Dressing method and quadratic bundles related to symmetric spaces. Vanishing boundary conditions

TL;DR

This paper explores quadratic bundles linked to Hermitian symmetric spaces, focusing on a multi-component Kaup-Newell equation, and demonstrates how dressing methods can generate reflectionless potentials for integrable hierarchies.

Contribution

It introduces a dressing approach for quadratic bundles associated with symmetric spaces, enabling construction of reflectionless potentials and solutions for related integrable equations.

Findings

Derived reflectionless potentials with zero boundary conditions.

Constructed fast decaying solutions including solitons and rational solutions.
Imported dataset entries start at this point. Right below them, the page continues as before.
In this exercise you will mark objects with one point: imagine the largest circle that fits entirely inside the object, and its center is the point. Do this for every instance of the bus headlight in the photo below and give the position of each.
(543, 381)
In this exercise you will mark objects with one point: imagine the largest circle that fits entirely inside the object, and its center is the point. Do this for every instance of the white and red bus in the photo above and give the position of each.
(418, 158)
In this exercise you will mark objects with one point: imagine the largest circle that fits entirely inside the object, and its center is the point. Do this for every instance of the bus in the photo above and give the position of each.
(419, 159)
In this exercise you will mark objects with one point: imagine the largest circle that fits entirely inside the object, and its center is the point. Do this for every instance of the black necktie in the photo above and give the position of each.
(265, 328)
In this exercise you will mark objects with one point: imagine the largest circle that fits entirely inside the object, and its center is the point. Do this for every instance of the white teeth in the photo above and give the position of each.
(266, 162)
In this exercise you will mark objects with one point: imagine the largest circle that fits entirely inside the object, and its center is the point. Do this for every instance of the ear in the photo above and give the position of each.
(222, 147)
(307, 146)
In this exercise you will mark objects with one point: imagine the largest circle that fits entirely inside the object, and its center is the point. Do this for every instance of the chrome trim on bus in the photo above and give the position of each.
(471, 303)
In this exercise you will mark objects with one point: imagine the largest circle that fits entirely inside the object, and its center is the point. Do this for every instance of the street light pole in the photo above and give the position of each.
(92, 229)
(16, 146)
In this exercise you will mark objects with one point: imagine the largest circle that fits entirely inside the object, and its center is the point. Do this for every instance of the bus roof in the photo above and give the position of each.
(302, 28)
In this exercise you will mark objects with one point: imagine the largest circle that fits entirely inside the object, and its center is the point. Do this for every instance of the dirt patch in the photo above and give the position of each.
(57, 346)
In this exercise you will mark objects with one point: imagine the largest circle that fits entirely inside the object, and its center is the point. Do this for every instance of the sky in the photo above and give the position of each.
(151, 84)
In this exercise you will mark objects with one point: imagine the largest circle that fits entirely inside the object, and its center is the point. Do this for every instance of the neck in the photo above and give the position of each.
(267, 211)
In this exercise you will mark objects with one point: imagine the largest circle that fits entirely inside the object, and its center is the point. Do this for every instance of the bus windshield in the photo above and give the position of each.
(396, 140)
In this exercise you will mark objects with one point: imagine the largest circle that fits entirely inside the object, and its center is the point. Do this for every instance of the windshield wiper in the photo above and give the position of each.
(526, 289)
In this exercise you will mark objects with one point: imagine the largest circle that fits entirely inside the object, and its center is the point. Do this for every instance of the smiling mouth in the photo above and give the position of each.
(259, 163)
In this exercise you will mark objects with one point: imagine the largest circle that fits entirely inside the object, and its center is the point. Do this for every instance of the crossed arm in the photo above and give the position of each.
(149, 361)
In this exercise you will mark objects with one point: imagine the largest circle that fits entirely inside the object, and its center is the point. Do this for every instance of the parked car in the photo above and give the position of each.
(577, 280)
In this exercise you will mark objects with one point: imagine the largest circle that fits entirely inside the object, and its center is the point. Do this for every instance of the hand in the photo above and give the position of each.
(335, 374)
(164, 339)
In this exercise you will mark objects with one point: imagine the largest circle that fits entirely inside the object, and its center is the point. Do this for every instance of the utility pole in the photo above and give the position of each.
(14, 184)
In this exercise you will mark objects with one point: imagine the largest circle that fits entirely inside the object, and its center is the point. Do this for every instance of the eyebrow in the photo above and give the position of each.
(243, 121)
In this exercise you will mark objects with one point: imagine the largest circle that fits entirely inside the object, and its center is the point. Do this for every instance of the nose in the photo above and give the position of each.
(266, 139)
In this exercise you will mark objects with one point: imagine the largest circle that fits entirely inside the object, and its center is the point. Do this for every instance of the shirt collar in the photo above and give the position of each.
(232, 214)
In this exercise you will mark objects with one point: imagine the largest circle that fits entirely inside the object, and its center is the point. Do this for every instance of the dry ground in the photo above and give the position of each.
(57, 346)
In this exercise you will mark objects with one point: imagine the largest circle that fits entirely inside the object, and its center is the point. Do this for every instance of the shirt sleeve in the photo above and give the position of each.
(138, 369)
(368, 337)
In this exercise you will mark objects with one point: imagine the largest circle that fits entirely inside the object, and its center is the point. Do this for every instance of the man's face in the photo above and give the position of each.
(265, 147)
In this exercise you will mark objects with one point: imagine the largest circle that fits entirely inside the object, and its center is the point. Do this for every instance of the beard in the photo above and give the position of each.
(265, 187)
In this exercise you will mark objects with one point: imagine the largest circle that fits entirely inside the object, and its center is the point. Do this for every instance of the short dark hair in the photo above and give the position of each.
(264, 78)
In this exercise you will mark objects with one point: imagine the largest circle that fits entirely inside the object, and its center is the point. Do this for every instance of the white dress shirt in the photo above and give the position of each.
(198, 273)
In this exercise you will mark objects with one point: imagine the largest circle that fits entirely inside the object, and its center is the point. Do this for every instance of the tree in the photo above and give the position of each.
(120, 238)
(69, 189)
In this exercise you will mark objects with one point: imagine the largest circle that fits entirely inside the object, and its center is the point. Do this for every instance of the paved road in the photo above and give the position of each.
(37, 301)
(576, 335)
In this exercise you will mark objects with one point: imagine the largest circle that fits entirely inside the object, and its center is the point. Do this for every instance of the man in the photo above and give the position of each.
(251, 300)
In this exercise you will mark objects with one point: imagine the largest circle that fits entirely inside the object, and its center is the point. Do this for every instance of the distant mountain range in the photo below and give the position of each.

Applied dressing method to a multi-component Kaup-Newell equation.

Abstract

We consider quadratic bundles related to Hermitian symmetric spaces of the type SU(m+n)/S(U(m)x U(n)). The simplest representative of the corresponding integrable hierarchy is given by a multi-component Kaup-Newell derivative nonlinear Schroedinger equation which serves as a motivational example for our general considerations. We extensively discuss how one can apply Zakharov-Shabat's dressing procedure to derive reflectionless potentials obeying zero boundary conditions. Those could be used for one to construct fast decaying solutions to any nonlinear equation belonging to the same hierarchy. One can distinguish between generic soliton type solutions and rational solutions.